А мужчина с вещмешком не торопился уйти с солнцепека. На него сослепу налетела окончательно раскисшая, киселеобразная дамочка с продуктовой сумкой в руке. Бородатый отскочил, извиняясь, а затем сказал дамочке нечто до такой, видимо, степени галантное, что она тотчас подобралась, оформилась во всех своих частях, гордо закинула голову, заулыбалась и дальше двинула такой ладной походочкой, что поглядеть любо-дорого. Мужчина коротко пообщался с хозяйкой ларька «Мороженое», она некоторое время смотрела ему вслед, потом, повинуясь неясному инстинкту, порывисто встала и протерла тряпочкой переднюю стенку своего прозрачного убежища.

Энергия исходила от незнакомца, ею заряжалось окружающее. Чудилось, будто в результате его жестов возникают новые структуры магнитных полей и гравитационные завихрения. Он прошел мимо окна, исчез из поля зрения Пряничкова, но через минуту Федя услышал в коридоре редакции тяжкий грохот сапожищ. Впрочем, бородатый предупреждал о своем приближении, воздействуя не только на слуховые рецепторы, но проявляясь, так сказать, и в обонятельном ряду. Заранее запахло сапогами, вещмешком, солью, пылью, солнцем, перцем, сосновой смолой и еще всяким таким, чего Пряничков и определить не мог.

Мужчина вошел. Все в нем было крупным, выраженным, полнокровным. В комнате стало тесно, паркетные половицы прогибались, жиденькие редакционные стулья разлетались в стороны. Мужчина поздоровался, представился — Федя тотчас забыл и названную фамилию, и профессию, — снял вещмешок со спины, развязал горловину и достал снизу, из-под связок книг и всякого другого имущества, порядочно замусоленную нетолстую тетрадку в дерматиновом переплете. С нею он подошел к Феде и сказал, что хотел бы представить для опубликования результаты некоторых опытов по сну и бодрствованию, равно как и теоретическое истолкование этим экспериментам.

Федя, само собой разумеется, оттолкнул тетрадку.

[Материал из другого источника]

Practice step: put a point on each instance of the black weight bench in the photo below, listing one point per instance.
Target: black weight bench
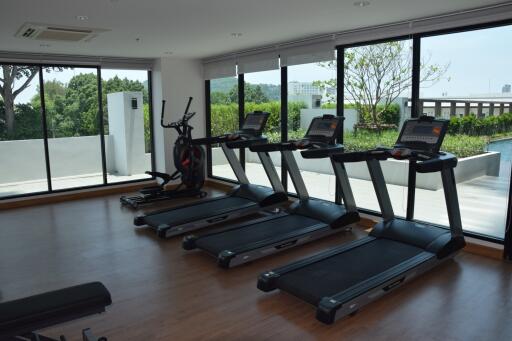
(19, 319)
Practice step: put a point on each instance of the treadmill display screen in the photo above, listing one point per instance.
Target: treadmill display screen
(255, 122)
(321, 127)
(428, 134)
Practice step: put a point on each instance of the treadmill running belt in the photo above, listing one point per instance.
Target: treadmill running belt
(343, 270)
(248, 234)
(202, 210)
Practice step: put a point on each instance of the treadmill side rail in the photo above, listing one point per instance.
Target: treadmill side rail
(263, 279)
(348, 302)
(232, 258)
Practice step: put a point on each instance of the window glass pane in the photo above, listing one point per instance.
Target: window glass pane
(263, 93)
(469, 83)
(312, 93)
(376, 93)
(23, 165)
(71, 102)
(224, 119)
(127, 124)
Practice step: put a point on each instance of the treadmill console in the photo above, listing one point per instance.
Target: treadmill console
(324, 129)
(254, 123)
(423, 134)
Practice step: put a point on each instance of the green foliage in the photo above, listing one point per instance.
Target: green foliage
(329, 106)
(485, 126)
(224, 118)
(460, 145)
(147, 128)
(389, 115)
(71, 109)
(28, 123)
(257, 93)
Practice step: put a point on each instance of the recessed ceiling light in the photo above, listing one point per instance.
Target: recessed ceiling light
(362, 3)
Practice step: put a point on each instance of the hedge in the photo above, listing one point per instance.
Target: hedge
(484, 126)
(225, 116)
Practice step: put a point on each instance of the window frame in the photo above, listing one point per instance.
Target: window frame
(101, 134)
(415, 97)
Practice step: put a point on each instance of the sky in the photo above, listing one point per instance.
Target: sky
(479, 62)
(65, 75)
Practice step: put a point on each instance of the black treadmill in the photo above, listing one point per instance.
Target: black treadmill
(244, 199)
(306, 220)
(341, 280)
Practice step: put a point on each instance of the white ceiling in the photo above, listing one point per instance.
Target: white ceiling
(202, 28)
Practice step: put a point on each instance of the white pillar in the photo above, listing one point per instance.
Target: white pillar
(126, 132)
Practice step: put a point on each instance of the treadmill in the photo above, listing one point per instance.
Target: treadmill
(244, 199)
(341, 280)
(306, 220)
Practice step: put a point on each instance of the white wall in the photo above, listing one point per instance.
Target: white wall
(175, 80)
(69, 156)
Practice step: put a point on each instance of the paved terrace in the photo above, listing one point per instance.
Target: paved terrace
(480, 199)
(40, 185)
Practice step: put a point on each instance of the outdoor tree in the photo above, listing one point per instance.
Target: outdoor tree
(253, 93)
(376, 75)
(10, 89)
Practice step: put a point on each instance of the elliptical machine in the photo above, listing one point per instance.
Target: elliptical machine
(189, 162)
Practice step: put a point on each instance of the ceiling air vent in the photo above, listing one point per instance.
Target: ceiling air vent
(56, 33)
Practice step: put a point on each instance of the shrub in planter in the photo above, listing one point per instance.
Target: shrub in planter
(484, 126)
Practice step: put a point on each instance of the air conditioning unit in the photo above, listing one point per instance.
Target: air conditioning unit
(37, 31)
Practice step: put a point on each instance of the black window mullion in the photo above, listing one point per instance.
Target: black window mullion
(101, 122)
(284, 122)
(416, 70)
(45, 130)
(507, 252)
(340, 104)
(208, 124)
(241, 112)
(151, 120)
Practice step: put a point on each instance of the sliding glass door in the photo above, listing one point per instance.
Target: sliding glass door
(474, 93)
(23, 164)
(56, 133)
(72, 118)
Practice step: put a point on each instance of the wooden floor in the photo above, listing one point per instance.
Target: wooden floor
(161, 292)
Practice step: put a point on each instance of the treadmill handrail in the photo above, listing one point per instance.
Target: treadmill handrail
(272, 147)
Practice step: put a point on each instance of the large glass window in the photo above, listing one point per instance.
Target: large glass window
(473, 91)
(224, 119)
(378, 79)
(72, 118)
(23, 165)
(127, 124)
(262, 92)
(461, 78)
(312, 93)
(67, 105)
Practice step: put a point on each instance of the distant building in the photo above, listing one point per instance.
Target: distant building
(303, 88)
(308, 89)
(311, 101)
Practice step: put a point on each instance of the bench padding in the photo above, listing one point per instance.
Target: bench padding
(25, 315)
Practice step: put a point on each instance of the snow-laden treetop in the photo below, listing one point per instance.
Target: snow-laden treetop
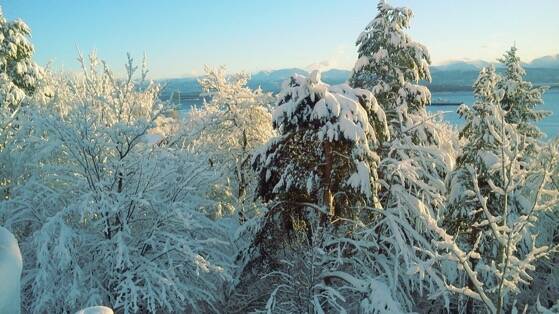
(340, 112)
(388, 55)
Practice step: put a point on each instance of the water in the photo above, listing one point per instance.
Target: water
(549, 125)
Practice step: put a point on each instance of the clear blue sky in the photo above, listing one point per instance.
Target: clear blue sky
(180, 36)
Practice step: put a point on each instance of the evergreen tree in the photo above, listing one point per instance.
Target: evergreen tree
(418, 152)
(19, 75)
(520, 97)
(228, 128)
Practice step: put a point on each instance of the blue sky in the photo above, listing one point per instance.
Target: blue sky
(179, 37)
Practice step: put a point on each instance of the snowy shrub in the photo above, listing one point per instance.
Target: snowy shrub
(110, 218)
(316, 172)
(10, 272)
(228, 128)
(495, 200)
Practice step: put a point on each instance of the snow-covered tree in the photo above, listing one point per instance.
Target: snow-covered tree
(417, 154)
(489, 229)
(228, 128)
(317, 172)
(110, 218)
(19, 75)
(520, 97)
(19, 79)
(391, 64)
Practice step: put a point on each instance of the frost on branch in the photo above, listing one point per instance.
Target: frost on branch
(496, 197)
(109, 218)
(318, 169)
(520, 98)
(228, 128)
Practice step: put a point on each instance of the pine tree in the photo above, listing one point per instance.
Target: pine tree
(318, 171)
(20, 77)
(493, 205)
(520, 97)
(390, 64)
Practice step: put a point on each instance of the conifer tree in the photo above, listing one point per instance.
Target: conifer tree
(19, 75)
(318, 171)
(493, 206)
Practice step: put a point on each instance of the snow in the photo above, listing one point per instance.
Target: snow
(96, 310)
(10, 272)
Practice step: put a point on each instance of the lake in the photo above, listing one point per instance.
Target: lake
(549, 125)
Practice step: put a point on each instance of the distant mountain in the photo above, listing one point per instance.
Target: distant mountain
(272, 80)
(549, 62)
(335, 76)
(452, 76)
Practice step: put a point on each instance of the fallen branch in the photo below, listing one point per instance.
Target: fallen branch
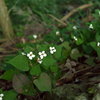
(76, 10)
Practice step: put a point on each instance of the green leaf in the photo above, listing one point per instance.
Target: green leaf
(66, 45)
(43, 83)
(67, 50)
(97, 37)
(75, 54)
(22, 84)
(48, 61)
(9, 95)
(90, 61)
(20, 62)
(42, 47)
(95, 47)
(87, 48)
(54, 68)
(57, 54)
(79, 41)
(8, 75)
(36, 70)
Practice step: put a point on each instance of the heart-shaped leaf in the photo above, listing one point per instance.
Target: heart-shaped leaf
(75, 54)
(36, 70)
(20, 62)
(22, 84)
(43, 83)
(48, 61)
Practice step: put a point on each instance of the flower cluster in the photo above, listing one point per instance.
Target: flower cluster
(42, 54)
(75, 38)
(74, 27)
(34, 36)
(91, 26)
(60, 38)
(1, 96)
(30, 55)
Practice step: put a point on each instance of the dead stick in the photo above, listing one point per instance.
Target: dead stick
(76, 10)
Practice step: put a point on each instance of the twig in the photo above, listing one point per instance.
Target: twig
(57, 19)
(76, 10)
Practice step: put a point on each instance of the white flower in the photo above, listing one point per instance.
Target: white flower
(61, 39)
(75, 38)
(52, 50)
(57, 33)
(74, 27)
(1, 95)
(42, 54)
(99, 13)
(30, 55)
(35, 36)
(98, 44)
(23, 53)
(91, 26)
(39, 60)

— Не пройдет, — сказал он. — Через редколлегию не пройдет, прямо тебе скажу Не та тема и имя не то. Кроме того, не ново. Про сон уже печатали и про бодрствование.

Мужчина прервал его.

— Так, значит, мы уже на «ты», — задумчиво произнес он раскатистым интеллигентным басом. — Польщен. конечно…

Тут он внимательно оглядел Федю Пряничкова, как если б только теперь по-настоящему увидел: немощную ручку, которую тот оборонительно выставил, серый галстучек на серой рубашке.

Физиономия бородача потеряла благодушие, что-то раздерганное, отрывистое появилось в глазах за стеклами очков. На миг в комнате сделалось напряженно, как в ожидании взрыва. Затем все покатилось обратно, мужчина усмехнулся, стал опять похожим на большого доброго медведя.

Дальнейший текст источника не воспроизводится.